Les nouveaux terminaux de JFK scintillent. LaGuardia est passé d’une blague à un véritable bijou. Et puis il y a l’autre aéroport de New York, celui qui s’est lentement effacé dans les marécages depuis plus de 40 ans.
Caché à College Point, dans le Queens, l’ancien aéroport de Flushing est resté abandonné depuis 1984, entouré de clôtures et progressivement réclaimed par la nature. Jadis un aérodrome animé, il est aujourd’hui mieux connu des explorateurs urbains, des ornithologues et des passionnés d’aviation que des voyageurs occasionnels. Cependant, cette bande de terre longtemps oubliée va bientôt devenir l’un des plus grands projets de réaménagement de la ville.
La ville avance avec un projet de $3,2 milliards pour transformer l’ancien aéroport de 80 acres en un quartier mixte comprenant environ 3 000 logements, près de 60 acres de terrains publics et de zones humides, sans oublier des sentiers, des habitats pour la faune et des équipements communautaires. Ce projet, dirigé par Cirrus Workforce Housing et LCOR en collaboration avec la New York City Economic Development Corporation, devrait générer $3,2 milliards d’activité économique au cours des trois prochaines décennies tout en créant environ 1 300 emplois de construction syndicalisés et 530 postes permanents. Le début de la construction est prévu pour 2028.
L’histoire de ce site remonte à presque un siècle : l’aéroport de Flushing a ouvert en 1927 sous le nom de Speed’s Airport et, pendant une courte période, il était le plus fréquenté de New York. À son apogée, il comptait quatre pistes en argile et a même servi de base à la Civil Air Patrol durant la Seconde Guerre mondiale. Tout a changé avec l’ouverture de l’immense aéroport de LaGuardia à proximité en 1939, qui a siphonné le trafic commercial, laissant Flushing sombrer dans l’oubli.
Les inondations et l’infrastructure vieillissante ont finalement scellé son sort. L’aéroport a officiellement fermé ses portes en 1984 sous le mandat du maire Ed Koch et malgré de multiples propositions de réaménagement au fil des ans, le site est resté intact, tandis que les zones humides réclaimaient lentement les pistes et les voies de circulation.

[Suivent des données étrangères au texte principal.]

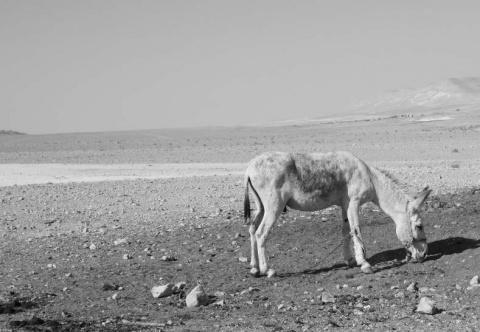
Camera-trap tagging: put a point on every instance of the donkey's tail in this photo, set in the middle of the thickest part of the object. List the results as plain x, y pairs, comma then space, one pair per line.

Le nouveau projet ne cherche pas à effacer cette transformation, au contraire, il l’intègre. Les développeurs affirment que le design reconnaîtra l’environnement humide existant à travers des chemins surélevés, des points de vue sur la nature, des espaces de repos et des habitats restaurés. La proposition envisage également l’exploration de la construction en bois massif et la réalisation de l’ensemble du projet avec de la main-d’œuvre syndiquée.
“Cette terre précieuse est restée vacante trop longtemps, mais notre administration a décidé qu’il était temps de changer cela,” a déclaré l’ancien maire Eric Adams lors du dévoilement de la proposition l’an dernier. “Nous faisons avancer des projets générationnels pour fournir le logement nécessaire aux New-Yorkais et nous battons chaque jour pour rendre notre ville plus abordable et le meilleur endroit pour fonder une famille.”
Ainsi, il ne faudra pas s’attendre à prendre son prochain vol depuis l’aéroport de Flushing. Mais après avoir été négligé pendant plus de 40 ans, cet aérodrome oublié de la ville se prépare à un nouveau décollage, bien que dans une direction très différente.
Points importants à retenir
- Transformation de l’ancien aéroport de Flushing en un quartier mixte.
- Création d’environ 3 000 logements et de 60 acres de parcs publics.
- Emplois créés : environ 1 300 dans la construction syndicalisée et 530 permanents.
- Utilisation de conceptions intégrant les zones humides existantes.
- Début de la construction prévu pour 2028.
En tant que voyageuse engagée, il est fascinant de voir comment un espace autrefois vibrant peut se transformer pour répondre aux besoins contemporains. Ce projet ne représente pas seulement un réaménagement physique, mais également une opportunité de réinvention sociale. Comment percevons-nous ces anciennes infrastructures qui, bien que désuètes, peuvent renaître en tant qu’espaces de vie communautaires? Cela soulève des questions sur notre rapport à l’urbanisme et sur l’impact de nos choix sur notre environnement. Dans la quête d’un avenir durable, l’expérience du passé peut-elle vraiment éclairer notre chemin?